Gabriel Garcia Marquez, the literary prince of the magical realism movement, has died at the age of 87.
A prolific writer who started out as a newspaper reporter, Garcia Marquez’s masterpiece was “One Hundred Years of Solitude,” a dream-like, dynastic epic that helped him win the Nobel Prize for Literature in 1982.
Garcia Marquez died at his home in Mexico City, a source close to his family said. He had returned home from hospital last week after what doctors said was a bout of pneumonia.
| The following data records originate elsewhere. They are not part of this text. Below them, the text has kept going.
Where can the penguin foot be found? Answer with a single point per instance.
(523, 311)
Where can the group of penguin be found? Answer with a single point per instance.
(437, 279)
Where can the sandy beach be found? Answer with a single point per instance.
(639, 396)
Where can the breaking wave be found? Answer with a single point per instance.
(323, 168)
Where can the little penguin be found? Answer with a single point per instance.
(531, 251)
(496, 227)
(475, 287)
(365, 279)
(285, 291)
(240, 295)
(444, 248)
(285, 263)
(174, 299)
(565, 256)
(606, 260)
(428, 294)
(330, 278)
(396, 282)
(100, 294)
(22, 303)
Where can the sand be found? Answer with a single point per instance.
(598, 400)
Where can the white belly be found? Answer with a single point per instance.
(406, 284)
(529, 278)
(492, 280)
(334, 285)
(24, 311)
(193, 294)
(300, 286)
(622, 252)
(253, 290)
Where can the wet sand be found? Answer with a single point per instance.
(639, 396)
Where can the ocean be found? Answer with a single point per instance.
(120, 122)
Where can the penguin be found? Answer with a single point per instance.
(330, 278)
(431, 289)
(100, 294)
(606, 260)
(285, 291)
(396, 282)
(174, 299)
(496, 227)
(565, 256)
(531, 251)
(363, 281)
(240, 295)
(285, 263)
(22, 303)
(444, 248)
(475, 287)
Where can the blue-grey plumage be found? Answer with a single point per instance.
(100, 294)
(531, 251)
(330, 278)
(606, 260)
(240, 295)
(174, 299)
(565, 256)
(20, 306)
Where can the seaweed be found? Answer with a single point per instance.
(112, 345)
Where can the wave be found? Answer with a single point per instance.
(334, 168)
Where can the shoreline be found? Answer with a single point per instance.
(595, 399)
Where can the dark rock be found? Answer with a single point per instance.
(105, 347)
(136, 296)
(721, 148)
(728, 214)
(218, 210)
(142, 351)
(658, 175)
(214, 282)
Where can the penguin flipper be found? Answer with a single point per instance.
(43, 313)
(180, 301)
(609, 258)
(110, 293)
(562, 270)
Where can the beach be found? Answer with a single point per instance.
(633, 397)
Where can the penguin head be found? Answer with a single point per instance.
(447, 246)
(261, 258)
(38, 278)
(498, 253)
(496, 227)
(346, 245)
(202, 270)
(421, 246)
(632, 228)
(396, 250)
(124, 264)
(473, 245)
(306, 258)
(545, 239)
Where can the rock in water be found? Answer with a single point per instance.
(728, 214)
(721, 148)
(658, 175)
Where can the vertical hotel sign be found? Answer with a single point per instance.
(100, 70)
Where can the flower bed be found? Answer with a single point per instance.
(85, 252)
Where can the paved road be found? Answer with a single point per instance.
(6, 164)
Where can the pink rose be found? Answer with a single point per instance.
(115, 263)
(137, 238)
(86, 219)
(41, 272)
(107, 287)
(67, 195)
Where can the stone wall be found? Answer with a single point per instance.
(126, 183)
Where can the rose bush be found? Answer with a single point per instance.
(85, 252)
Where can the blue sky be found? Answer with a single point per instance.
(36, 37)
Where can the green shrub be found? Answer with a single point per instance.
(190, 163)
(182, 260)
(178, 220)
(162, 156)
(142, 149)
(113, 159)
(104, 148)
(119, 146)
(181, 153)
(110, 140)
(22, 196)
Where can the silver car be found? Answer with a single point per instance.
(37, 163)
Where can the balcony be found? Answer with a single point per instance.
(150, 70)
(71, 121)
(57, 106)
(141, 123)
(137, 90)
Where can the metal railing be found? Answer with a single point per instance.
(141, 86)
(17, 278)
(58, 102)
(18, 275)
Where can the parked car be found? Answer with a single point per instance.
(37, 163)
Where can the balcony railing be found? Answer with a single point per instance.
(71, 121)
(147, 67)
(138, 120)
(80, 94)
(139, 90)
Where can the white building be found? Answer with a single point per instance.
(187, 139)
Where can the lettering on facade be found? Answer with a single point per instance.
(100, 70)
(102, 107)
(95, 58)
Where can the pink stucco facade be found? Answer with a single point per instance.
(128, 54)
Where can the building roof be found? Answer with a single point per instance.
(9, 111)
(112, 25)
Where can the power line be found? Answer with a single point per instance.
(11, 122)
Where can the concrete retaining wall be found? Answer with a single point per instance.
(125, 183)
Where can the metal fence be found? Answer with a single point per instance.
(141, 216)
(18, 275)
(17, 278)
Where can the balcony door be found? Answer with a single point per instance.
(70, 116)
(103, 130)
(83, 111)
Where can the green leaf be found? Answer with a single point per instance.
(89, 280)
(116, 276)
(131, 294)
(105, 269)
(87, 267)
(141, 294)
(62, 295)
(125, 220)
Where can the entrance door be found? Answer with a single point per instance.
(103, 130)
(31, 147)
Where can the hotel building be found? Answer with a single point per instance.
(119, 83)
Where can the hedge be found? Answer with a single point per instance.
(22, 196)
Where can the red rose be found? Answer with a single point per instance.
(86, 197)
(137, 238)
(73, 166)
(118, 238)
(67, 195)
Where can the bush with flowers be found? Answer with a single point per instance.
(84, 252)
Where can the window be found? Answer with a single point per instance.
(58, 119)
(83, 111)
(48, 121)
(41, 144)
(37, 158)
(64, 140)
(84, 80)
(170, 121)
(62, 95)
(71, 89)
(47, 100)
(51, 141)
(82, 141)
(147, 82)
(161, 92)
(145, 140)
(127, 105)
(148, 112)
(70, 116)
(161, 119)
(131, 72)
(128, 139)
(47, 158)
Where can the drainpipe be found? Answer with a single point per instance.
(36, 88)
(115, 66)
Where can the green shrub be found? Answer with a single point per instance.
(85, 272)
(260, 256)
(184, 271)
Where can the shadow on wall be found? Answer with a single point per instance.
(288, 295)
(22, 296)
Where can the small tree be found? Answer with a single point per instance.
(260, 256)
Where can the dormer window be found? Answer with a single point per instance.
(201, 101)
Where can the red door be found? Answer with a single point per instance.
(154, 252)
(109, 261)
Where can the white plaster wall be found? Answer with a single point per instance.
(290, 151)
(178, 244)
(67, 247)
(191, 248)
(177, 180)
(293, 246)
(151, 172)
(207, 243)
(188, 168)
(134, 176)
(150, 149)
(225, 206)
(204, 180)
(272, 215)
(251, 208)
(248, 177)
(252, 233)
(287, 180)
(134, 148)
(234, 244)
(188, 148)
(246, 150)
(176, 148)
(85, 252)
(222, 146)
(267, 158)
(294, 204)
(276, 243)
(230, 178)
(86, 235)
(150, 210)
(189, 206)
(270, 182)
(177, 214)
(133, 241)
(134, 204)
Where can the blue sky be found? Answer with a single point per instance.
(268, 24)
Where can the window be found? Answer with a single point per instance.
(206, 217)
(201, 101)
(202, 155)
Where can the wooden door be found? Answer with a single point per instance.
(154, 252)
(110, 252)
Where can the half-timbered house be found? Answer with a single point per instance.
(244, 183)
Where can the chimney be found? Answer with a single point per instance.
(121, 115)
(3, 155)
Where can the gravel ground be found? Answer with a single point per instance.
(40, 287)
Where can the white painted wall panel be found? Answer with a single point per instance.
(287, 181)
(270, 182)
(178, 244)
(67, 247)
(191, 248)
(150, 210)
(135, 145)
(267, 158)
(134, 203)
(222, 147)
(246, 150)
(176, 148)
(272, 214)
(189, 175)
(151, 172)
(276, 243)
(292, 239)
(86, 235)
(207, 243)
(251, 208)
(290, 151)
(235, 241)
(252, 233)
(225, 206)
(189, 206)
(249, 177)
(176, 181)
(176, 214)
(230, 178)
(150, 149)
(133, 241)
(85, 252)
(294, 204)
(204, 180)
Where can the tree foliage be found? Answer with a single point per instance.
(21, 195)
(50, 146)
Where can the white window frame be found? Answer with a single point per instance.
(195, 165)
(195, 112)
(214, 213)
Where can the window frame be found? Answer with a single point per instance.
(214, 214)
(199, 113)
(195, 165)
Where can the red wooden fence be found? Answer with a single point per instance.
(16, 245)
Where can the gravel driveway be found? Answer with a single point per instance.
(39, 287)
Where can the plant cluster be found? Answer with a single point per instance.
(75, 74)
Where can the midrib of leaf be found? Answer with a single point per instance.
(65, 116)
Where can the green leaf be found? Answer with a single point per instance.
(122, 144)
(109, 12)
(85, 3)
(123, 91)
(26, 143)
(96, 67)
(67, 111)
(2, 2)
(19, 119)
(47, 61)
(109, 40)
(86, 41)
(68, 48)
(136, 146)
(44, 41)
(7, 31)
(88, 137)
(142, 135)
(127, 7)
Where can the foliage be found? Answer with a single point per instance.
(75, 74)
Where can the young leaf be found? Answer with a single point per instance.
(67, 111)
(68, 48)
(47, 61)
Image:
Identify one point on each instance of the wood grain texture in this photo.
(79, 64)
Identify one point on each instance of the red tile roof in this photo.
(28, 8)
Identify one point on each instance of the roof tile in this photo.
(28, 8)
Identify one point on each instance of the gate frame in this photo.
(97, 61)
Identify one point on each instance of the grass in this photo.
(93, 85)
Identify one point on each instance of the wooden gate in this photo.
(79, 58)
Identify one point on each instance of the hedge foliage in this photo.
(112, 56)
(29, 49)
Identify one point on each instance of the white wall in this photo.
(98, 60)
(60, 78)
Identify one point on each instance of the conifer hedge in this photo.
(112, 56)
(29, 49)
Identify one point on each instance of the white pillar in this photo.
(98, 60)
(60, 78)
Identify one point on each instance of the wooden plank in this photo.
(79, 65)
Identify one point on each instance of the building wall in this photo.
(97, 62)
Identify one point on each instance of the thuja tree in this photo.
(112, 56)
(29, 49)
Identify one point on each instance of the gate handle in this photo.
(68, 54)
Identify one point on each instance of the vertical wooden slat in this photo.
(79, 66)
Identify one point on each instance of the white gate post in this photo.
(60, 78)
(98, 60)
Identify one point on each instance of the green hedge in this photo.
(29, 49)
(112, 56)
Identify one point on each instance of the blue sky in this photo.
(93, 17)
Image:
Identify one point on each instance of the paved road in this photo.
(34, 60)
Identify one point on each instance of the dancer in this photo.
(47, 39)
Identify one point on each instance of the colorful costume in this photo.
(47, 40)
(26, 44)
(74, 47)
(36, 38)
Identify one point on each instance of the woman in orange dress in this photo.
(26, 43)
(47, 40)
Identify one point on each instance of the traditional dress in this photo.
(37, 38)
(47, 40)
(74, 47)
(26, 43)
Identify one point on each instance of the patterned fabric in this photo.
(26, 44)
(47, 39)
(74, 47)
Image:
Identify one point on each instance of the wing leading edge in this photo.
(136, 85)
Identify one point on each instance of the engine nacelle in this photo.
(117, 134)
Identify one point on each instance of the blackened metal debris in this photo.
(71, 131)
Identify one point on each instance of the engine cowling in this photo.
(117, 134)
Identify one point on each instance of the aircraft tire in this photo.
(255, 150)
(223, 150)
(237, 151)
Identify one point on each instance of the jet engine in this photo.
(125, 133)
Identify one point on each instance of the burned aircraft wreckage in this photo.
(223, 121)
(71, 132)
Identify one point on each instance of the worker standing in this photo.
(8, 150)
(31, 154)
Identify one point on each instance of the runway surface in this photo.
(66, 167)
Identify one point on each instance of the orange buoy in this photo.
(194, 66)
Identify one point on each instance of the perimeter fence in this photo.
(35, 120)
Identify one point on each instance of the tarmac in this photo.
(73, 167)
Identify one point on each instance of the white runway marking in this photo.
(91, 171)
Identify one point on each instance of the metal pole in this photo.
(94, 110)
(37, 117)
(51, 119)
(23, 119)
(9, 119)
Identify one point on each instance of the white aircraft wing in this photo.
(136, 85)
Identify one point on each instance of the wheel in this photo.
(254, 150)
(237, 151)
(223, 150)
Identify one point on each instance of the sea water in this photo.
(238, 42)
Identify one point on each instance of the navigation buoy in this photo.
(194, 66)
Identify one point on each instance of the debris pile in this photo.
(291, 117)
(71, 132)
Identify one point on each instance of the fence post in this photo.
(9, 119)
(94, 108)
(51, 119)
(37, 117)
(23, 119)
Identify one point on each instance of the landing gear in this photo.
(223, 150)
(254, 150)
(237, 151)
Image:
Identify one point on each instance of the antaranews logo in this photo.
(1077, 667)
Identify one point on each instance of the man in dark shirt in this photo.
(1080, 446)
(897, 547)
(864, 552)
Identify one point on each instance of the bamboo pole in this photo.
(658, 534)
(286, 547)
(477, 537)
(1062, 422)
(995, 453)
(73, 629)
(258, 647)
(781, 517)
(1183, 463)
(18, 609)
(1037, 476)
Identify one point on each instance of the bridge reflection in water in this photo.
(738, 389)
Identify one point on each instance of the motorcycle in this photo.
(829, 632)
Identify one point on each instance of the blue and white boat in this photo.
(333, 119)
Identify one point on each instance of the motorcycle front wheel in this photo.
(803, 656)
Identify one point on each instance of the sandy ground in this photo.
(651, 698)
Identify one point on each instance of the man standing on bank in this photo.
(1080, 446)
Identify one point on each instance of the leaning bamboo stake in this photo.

Colombian President Juan Manuel Santos confirmed the death.
Known affectionately to friends and fans as “Gabo”, Garcia Marquez was Latin America’s best-known author and most beloved author and his books have sold in the tens of millions.
Marquez was also a fierce critic of so-called American imperialism, considered himself close friends with Cuban dictator Fidel Castro and identified himself as a socialist.
The United States banned Garcia Marquez from visiting for a decade after he set up the New York branch of communist Cuba’s official news agency and was accused of funding leftist guerrillas at home.
Despite his reputation as a left-leaning intellectual, critics say Garcia Marquez didn’t do as much as he could have done to help negotiate an end to Colombia’s long conflict, which has killed tens of thousands of people.
Instead, he left his homeland and went to live in Mexico.